My friend has an old international 414 from UK. Something seems wrong with the clutch or transmission. The Tractor will start with the clutch in but the engine dies when you let the clutch out , even in neutral. IN order to keep the engine running you have to stand on the clutch. Is there some sort of lockout on the clutch to prevent the engine from starting without depressing the clutch, and if so could this be stuck so that the engine will not run without depressing the clutch, I don't have any idea, please help


----------



## GreenFlyer (Feb 4, 2010)

I do not know if a tractor that old has a pto/seat 'safety' switch. Could be a retro-fit? Usually that is the culprit if the clutch is let out and the engine shuts down. Are there any wires underneath the seat that connect directly under the operator? Start looking there. I found this link but it does not offer any real electrical info. http://lcata.com/Billscott1.jpg


----------



## Dave51 (Dec 16, 2010)

*Thanks*

I don't think so but I will look tomorrow, I do know that when you try to start it without depressing the clutch there is a mechanical lock out of some sort that prevents the engine from turning over even in neutral, the tractor sat all summer maybe something stuck in there...??


----------



## GreenFlyer (Feb 4, 2010)

Definitely check there too.


----------



## Dave51 (Dec 16, 2010)

No safety switch, wheels were locked solid, nothing moving even in neutral, hooked to it with chain and drug the rear wheels with the tractor in neutral and me standing on the clutch.
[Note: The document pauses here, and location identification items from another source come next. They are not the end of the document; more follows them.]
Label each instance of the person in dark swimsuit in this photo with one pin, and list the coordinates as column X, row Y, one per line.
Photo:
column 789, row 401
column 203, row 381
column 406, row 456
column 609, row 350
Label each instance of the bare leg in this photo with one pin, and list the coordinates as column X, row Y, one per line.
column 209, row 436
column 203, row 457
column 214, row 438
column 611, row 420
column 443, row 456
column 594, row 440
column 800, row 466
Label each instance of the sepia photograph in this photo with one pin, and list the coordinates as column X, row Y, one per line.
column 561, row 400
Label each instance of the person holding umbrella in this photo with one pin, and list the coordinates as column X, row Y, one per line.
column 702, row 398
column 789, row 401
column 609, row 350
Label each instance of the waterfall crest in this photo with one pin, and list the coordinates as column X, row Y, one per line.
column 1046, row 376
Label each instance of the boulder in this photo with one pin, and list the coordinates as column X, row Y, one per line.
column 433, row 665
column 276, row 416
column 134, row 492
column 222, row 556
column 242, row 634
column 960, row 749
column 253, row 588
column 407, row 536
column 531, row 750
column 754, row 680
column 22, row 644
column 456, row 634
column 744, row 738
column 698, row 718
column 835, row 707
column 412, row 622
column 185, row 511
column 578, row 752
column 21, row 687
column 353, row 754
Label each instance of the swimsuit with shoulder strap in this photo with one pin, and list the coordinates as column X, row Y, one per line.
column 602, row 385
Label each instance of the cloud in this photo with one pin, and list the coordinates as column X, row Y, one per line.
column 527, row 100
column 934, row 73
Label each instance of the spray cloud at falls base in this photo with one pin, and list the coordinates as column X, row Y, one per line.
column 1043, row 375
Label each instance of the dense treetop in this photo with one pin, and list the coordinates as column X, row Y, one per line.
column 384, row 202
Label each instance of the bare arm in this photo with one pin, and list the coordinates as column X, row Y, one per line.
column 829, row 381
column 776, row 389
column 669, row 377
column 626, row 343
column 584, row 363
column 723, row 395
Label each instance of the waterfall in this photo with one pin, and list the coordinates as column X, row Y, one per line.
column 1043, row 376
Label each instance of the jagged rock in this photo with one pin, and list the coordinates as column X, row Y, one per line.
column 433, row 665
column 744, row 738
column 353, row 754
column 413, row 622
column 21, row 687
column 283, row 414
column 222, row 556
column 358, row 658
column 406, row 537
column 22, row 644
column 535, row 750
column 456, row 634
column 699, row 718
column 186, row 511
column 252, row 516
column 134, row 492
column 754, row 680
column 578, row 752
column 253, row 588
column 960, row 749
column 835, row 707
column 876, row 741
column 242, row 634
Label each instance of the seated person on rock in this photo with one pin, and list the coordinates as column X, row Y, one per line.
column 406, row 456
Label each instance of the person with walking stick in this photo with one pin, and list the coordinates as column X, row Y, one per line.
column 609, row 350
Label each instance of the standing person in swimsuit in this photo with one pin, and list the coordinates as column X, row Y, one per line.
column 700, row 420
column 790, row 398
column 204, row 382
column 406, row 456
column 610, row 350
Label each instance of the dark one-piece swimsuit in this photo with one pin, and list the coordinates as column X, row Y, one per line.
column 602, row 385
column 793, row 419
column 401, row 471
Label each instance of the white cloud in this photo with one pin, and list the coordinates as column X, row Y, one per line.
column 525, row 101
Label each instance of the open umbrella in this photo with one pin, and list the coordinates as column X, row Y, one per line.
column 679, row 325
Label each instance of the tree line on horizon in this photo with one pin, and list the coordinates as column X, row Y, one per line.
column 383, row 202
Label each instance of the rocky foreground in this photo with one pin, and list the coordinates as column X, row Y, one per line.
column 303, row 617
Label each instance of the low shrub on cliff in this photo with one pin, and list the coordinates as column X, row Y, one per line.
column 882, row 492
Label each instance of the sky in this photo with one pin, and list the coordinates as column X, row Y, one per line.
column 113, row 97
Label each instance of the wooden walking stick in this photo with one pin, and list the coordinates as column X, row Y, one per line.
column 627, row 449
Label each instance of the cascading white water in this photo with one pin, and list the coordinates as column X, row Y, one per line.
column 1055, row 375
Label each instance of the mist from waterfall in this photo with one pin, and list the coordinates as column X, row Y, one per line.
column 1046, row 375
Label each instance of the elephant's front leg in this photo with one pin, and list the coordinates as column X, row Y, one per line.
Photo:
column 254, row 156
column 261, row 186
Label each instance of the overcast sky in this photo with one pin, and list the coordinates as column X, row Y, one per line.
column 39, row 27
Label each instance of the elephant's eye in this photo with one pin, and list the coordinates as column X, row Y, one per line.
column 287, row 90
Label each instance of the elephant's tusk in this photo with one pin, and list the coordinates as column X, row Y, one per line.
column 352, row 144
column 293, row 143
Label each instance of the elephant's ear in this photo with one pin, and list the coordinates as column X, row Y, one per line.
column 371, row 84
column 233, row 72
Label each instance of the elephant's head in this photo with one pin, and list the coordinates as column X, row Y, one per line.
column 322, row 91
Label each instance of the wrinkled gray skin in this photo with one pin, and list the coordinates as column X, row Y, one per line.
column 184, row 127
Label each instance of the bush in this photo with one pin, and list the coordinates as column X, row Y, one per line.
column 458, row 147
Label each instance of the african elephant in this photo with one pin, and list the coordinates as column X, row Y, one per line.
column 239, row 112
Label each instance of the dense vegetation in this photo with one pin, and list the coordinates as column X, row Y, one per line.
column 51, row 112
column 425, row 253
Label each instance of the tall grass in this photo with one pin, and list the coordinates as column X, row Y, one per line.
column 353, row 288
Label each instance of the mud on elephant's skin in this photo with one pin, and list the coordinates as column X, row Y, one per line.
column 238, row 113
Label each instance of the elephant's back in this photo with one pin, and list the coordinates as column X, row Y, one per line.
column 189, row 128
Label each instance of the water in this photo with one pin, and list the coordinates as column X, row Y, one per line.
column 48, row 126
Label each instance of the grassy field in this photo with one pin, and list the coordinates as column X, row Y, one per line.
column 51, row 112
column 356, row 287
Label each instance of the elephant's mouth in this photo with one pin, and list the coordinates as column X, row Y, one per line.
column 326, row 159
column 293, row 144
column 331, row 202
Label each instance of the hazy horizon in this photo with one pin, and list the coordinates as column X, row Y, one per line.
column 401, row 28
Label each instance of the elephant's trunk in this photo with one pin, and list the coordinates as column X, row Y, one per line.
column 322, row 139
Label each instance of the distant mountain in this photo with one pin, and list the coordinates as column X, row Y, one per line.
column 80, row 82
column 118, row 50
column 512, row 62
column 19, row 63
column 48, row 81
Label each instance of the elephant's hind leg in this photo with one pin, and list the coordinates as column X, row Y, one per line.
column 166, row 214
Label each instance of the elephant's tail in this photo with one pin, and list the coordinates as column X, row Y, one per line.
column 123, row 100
We took the gearshift lever out to get to the top of the trannie, pried back and forth on the shifting sleeves, put it back together , fired it up and pulled a few logs around the yard , worked the very best., beats the heck out of me but that thing was locked up tighter than old scrooges safe at Christmas time and now it works...


----------



## GreenFlyer (Feb 4, 2010)

Awesome, dude.


----------